Please note that this short course is one of the four units that comprise our full Essay Rockstar program available for $447.
Course content includes:
Course Introduction, Rubrics, and Pre-Assessment
First we introduce you to the course, then we explain how we review student work using rubrics. Finally, we ask you to send us a a writing sample. The writing sample or pre-assessment serves to let your instructor get familiar with your writing style and current skills before you begin the course. Videos with tips to approach each step in the writing process are on the lesson pages, and links to audios of all the lessons and resource articles are available too. Not only that, but whenever you click over to a resource article, you'll find pdfs available for you to download. Finally, this lesson includes a link to download and keep the rubric as well as samples of personal statement essays completed at both the proficiency and mastery levels. By the end of this lesson, you will have a very clear idea of what we seek from you, and we'll know where your writing skills are before you begin.

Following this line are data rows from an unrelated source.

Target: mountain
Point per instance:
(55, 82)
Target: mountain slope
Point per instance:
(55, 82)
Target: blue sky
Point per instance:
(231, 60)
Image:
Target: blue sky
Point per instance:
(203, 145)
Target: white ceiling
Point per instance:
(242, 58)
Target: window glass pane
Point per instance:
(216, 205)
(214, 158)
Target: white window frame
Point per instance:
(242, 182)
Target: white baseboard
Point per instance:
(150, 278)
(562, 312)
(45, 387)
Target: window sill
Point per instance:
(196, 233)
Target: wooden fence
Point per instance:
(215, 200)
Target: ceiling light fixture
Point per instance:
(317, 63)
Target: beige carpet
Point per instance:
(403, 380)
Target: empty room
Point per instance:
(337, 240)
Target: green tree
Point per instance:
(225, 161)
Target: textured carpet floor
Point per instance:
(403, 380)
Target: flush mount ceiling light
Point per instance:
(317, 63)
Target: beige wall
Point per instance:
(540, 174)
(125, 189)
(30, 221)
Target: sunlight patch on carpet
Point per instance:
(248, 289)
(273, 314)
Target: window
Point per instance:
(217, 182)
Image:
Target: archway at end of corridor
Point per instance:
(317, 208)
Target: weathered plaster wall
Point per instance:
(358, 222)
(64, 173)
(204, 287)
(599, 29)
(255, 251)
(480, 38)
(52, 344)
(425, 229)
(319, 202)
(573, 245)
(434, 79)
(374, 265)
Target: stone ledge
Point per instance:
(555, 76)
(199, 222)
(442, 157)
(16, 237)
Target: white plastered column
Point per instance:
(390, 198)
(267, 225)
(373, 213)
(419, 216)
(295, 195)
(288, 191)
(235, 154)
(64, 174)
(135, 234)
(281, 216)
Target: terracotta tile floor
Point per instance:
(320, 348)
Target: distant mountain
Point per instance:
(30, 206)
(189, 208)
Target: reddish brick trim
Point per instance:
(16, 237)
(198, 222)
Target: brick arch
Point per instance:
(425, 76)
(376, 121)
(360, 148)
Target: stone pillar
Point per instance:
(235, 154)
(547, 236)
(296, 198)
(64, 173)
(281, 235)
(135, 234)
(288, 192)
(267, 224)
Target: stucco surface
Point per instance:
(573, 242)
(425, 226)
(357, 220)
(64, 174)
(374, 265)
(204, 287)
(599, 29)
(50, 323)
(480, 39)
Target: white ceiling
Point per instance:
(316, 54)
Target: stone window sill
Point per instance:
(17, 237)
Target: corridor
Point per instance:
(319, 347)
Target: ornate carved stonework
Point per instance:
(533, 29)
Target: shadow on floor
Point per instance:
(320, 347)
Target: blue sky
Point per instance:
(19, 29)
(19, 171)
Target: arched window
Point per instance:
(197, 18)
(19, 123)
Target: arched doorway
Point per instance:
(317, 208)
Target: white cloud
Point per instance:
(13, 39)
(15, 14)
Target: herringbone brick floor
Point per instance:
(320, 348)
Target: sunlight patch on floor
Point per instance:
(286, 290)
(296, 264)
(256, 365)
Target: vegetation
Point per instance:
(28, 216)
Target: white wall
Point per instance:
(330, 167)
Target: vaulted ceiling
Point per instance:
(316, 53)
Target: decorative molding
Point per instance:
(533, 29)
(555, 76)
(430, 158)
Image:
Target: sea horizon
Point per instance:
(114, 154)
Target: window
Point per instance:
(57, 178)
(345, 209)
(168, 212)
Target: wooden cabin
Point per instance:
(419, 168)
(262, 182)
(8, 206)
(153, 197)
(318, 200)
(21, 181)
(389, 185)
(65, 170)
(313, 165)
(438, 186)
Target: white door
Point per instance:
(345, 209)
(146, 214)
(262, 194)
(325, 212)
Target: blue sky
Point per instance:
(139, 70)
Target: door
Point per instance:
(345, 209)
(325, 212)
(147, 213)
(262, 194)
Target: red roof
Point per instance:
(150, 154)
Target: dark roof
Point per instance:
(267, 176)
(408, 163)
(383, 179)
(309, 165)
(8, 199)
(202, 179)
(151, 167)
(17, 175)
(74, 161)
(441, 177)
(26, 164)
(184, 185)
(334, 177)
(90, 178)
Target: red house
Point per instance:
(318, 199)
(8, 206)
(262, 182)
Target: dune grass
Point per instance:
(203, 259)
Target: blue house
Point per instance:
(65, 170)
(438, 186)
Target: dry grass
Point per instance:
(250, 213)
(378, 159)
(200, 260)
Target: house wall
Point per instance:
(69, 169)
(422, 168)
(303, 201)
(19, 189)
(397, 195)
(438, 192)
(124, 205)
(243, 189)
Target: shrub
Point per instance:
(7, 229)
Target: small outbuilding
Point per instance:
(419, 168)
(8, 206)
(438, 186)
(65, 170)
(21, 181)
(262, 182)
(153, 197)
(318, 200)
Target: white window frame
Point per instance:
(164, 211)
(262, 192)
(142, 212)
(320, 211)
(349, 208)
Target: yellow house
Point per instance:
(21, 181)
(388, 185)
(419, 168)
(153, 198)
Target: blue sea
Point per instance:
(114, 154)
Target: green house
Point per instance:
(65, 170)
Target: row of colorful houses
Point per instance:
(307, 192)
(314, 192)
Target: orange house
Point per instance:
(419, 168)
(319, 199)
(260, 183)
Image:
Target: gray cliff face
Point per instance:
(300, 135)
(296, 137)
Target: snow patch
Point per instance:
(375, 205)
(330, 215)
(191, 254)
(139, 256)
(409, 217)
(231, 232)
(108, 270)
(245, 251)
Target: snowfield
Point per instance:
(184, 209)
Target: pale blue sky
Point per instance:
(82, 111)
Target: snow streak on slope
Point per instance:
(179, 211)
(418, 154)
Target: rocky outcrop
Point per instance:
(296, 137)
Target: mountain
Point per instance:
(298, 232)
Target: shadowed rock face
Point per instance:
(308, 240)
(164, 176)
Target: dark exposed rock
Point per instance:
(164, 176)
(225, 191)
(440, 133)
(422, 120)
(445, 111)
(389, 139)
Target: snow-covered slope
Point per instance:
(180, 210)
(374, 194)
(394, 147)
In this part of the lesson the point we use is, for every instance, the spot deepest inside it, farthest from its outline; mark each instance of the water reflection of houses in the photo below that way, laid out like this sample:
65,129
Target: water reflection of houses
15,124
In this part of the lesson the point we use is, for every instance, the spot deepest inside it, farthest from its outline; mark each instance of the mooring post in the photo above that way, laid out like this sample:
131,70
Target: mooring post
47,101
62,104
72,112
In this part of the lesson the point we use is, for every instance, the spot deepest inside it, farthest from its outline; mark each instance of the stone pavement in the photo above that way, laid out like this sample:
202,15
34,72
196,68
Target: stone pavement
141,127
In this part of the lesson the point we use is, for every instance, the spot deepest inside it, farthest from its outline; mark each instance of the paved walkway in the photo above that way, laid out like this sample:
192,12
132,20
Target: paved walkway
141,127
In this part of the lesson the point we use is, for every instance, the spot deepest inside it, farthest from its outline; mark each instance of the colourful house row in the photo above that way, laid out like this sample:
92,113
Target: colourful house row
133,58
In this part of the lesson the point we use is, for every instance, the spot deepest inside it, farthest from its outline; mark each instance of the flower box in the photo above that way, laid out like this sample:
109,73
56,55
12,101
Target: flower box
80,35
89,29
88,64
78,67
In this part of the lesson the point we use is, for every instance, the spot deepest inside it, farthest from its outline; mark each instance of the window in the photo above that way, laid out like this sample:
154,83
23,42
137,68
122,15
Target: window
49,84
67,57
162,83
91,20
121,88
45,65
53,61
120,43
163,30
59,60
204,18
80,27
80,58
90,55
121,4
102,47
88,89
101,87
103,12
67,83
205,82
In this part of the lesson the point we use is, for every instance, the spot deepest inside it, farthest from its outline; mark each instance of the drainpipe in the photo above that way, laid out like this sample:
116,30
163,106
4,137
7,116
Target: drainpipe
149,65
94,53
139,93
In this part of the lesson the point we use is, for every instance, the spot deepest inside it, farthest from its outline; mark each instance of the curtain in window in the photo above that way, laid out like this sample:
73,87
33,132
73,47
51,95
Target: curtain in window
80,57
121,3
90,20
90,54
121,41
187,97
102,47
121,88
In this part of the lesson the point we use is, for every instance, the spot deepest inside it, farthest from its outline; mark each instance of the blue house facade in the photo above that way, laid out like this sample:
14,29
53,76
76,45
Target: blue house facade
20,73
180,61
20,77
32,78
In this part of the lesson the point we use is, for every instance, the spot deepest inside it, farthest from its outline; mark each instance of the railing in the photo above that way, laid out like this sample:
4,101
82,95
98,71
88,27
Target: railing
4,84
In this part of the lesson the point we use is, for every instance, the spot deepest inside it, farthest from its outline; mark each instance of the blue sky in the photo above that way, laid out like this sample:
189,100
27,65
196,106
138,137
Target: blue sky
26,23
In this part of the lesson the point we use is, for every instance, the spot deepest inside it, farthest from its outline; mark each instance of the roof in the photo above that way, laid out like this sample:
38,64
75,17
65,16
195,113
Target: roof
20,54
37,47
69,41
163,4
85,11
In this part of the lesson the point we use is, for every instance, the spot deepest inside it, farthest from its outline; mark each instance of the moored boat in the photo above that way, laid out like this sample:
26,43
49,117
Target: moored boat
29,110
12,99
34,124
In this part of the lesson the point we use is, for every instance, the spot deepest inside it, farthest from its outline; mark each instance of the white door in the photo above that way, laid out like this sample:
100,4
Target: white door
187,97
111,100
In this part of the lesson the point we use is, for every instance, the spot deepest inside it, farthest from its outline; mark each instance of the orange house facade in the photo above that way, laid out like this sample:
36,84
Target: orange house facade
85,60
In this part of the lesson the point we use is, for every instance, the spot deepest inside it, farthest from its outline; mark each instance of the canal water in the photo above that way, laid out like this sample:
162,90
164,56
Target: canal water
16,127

Purpose and Description, Brainstorming
In the Purpose and Description we explain why we chose this type of essay for a short course. Then we guide you to through the first of our five-step writing process, brainstorming. We also introduce you to a fun software program for multi-colored online mind mapping. Whether you decide to try mind mapping or not, we work with you to generate lots of content ideas for your expository essay. Samples of student work are available for your review at each step of the writing process.
Organizing Ideas
Now that you've generated lots content ideas in brainstorming, it's time to move on to the second step of our writing process, organizing ideas. Here we carefully show you how to tell the difference between main ideas and supporting details and choose the main ideas you'll use in your essay. Then we help you choose supporting details that go best with each main idea. Finally, you'll follow our template to write a formal outline to use when you start your first draft in the next lesson.
Free Writing
Now at the third of our five step writing process, we begin our first draft. We call this step free writing because we want you to follow the order of ideas in your outline and write freely and completely about each of them. No attention to grammar, spelling or mechanics is given in this first draft. The focus in this step is to express and explain your main ideas and their supporting details in your own unique way from your unique perspective. It's your voice we want to hear.
Revision
In revision, step four of our five step writing process, we make structural revisions to your essay. We make sure each paragraph has a clear topic sentence and that the supporting details transition smoothly from one to the other. There also must be a smooth flow from paragraph to paragraph. Then you're instructed on how to create a thesis statement, introduction and conclusion for your essay. Here you'll start to see links to even more of our resource articles as we make sure your essay has a strong, solid structure.
Editing
Now we're on the fifth and final step of our writing process, editing. This lesson is quite long, as we go into descriptions of all the detail work you'll have to do to finish your essay. Transitions, sentence structure, mechanics, vocabulary, subject verb agreement, word choice and more are covered in this lesson. Your instructor won't correct your paper for you in this last step, but she or he will guide you to make those corrections yourself. This way, we train you to become independent on this final, yet extremely important, step when you face writing projects on your own in the future.
Wrap Up
In this final lesson, we review what students have learned, provide a certificate of completion to add to their high school transcript records, and ask for a course evaluation.